A une large majorité, la commission recommande également de porter le budget de l'armée à 1% du PIB d'ici 2030, comme le souhaitent les partis bourgeois. Et de regrouper le service civil dans la protection civile. Celle-ci doit être préparée à sa mission en cas de guerre. De son côté, la population doit être sensibilisée à la possibilité d'une menace aggravée.

Armement aligné

Quant à l'industrie d'armement, elle doit être renforcée et adaptée à la menace. Cela passe notamment par l'innovation. Et par l'accès aux programmes d'armement de l'UE et de l'OTAN.

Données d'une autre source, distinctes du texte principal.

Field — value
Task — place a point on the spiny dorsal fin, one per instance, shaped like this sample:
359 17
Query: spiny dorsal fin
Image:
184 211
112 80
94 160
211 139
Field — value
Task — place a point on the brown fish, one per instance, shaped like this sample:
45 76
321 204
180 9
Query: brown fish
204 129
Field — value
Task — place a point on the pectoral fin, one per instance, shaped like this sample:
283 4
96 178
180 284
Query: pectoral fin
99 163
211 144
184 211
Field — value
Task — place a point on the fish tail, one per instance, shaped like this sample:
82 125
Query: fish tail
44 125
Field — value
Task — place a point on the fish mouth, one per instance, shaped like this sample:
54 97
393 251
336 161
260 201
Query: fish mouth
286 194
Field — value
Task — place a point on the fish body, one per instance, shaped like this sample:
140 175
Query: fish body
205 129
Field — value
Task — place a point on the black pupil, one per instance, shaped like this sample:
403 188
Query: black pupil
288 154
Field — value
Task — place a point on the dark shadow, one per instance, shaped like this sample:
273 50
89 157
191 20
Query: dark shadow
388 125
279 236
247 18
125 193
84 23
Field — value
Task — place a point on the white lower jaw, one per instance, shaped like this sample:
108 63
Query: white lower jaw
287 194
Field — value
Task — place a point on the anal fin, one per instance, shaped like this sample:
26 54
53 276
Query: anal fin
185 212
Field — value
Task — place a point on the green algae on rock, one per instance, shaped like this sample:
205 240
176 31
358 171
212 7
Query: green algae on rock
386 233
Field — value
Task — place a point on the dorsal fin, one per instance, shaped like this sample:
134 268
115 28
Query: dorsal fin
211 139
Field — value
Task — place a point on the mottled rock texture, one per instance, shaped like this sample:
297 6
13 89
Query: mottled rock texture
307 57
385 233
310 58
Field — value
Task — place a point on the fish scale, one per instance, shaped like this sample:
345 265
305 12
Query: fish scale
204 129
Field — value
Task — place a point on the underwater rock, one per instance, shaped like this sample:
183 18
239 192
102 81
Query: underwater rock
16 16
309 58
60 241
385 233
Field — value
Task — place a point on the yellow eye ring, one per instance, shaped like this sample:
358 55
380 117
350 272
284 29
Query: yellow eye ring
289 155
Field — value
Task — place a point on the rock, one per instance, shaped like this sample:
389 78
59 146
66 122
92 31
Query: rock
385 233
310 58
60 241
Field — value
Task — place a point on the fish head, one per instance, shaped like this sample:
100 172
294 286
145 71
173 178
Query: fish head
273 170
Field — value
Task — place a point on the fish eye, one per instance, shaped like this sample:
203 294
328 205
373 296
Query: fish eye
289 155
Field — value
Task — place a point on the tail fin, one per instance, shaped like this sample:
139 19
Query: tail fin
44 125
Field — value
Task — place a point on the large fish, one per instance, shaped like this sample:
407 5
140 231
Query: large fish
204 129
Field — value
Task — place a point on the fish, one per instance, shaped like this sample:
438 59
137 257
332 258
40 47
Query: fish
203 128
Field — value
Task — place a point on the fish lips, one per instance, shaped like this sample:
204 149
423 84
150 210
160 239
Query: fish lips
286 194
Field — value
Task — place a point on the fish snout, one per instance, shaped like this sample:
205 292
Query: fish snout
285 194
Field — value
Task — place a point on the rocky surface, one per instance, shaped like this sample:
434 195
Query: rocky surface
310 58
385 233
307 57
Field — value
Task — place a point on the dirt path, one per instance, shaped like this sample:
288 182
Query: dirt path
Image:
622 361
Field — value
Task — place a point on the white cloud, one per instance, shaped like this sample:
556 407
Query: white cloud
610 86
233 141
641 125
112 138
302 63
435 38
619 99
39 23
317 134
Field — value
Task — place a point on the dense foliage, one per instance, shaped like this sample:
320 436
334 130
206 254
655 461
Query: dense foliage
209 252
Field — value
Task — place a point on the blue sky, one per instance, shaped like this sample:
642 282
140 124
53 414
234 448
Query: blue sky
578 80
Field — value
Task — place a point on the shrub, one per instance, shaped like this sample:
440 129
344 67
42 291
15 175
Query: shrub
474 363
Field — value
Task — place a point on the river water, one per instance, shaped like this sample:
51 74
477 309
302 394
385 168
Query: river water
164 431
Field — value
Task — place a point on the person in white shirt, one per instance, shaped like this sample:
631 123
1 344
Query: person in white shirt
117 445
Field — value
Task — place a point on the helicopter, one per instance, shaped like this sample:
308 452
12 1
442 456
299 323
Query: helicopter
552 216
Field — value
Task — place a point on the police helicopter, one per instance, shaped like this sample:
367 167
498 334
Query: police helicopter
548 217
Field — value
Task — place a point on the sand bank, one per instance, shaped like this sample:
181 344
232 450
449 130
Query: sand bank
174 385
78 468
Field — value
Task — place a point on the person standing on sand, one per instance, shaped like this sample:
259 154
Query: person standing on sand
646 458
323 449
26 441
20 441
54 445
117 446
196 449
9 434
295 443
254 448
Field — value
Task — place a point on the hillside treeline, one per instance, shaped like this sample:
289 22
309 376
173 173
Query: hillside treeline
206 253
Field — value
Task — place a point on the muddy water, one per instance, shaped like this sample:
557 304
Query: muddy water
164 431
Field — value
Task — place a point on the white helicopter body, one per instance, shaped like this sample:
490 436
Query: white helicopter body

La Suisse devrait également se parer de bases légales pour l'utilisation de l'intelligence artificielle, de la robotique et des systèmes d'armes autonomes. D'autres instruments ont également été étudiés, notamment concernant le service de renseignement de la Confédération ou les moyens de protection contre le terrorisme ou l'extrémisme.

Ces recommandations seront intégrées dans les travaux relatifs à la stratégie de politique de sécurité 2025. Le président de la commission, Valentin Vogt, a également appelé le Parlement à faire son travail. La commission de la politique de sécurité du National a «mis la pagaille» en refusant le plafond de dépenses de l'armée.